De meldingsbereidheid is per definitie hoger dan de aangiftebereidheid. Aangiften zijn immers een deelverzameling van de meldingen, namelijk die meldingen waarbij een proces-verbaal of een ander document is ondertekend. Verder worden alle meldingen via internet ook als aangifte meegeteld.

Over de vraag of het reëel is voor sommige delicten (bijvoorbeeld vandalisme) in te zetten op melden in plaats van aangifte kan CBS geen uitspraken doen. Uit figuur 2 blijkt wel dat in totaliteit het merendeel van de gemelde delicten ook formeel wordt aangegeven (om precies te zijn bijna driekwart, namelijk 28% aangegeven gedeeld door 38% gemeld). Deze melding/aangifteratio verschilt wel naar soort delict. Van de gemelde geweldsdelicten werd minder dan de helft aangegeven (namelijk 22% aangegeven gedeeld door 45% gemeld), terwijl van de gemelde vandalismedelicten (68%, namelijk 15% aangegeven gedeeld door 22% gemeld) en vooral van de gemelde vermogensdelicten (80%, namelijk 36% aangegeven door 45% gemeld) een zeer ruime meerderheid formeel worden aangegeven.
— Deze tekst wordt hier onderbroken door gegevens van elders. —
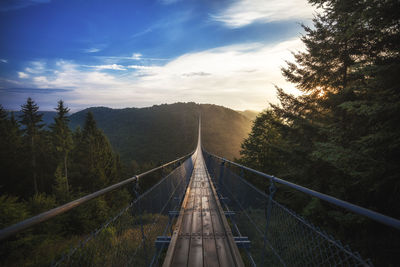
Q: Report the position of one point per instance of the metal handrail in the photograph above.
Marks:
(18, 227)
(395, 223)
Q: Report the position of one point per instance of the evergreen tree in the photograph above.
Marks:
(31, 119)
(342, 135)
(11, 151)
(62, 138)
(95, 163)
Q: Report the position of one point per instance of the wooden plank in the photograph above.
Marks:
(196, 242)
(209, 246)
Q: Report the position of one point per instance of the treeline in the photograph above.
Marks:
(42, 168)
(341, 136)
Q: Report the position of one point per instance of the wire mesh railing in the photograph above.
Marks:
(125, 239)
(278, 236)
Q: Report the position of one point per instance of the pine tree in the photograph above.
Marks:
(62, 138)
(95, 163)
(31, 119)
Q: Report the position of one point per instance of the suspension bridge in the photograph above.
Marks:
(205, 213)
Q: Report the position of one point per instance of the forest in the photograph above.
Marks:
(341, 135)
(46, 162)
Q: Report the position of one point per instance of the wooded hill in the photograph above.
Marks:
(164, 132)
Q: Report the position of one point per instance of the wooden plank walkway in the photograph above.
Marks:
(202, 236)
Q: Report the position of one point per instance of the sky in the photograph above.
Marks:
(131, 53)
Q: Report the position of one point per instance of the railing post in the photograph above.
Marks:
(221, 175)
(272, 190)
(136, 190)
In absolute zin is de meldings- en aangiftebereidheid het laagst bij vandalismedelicten, gevolgd door geweldsdelicten en vermogensdelicten. Daarbij bestaan binnen deze drie hoofdcategorieën overigens flinke verschillen naar subcategorie (zie ook figuur 2).

9. Verbinding leggen met (positieve) cijfers vertrouwen in politie.

Op basis van de Veiligheidsmonitor zijn voor de periode 2005-2014 geen trendcijfers over het vertrouwen van de burger in de politie beschikbaar.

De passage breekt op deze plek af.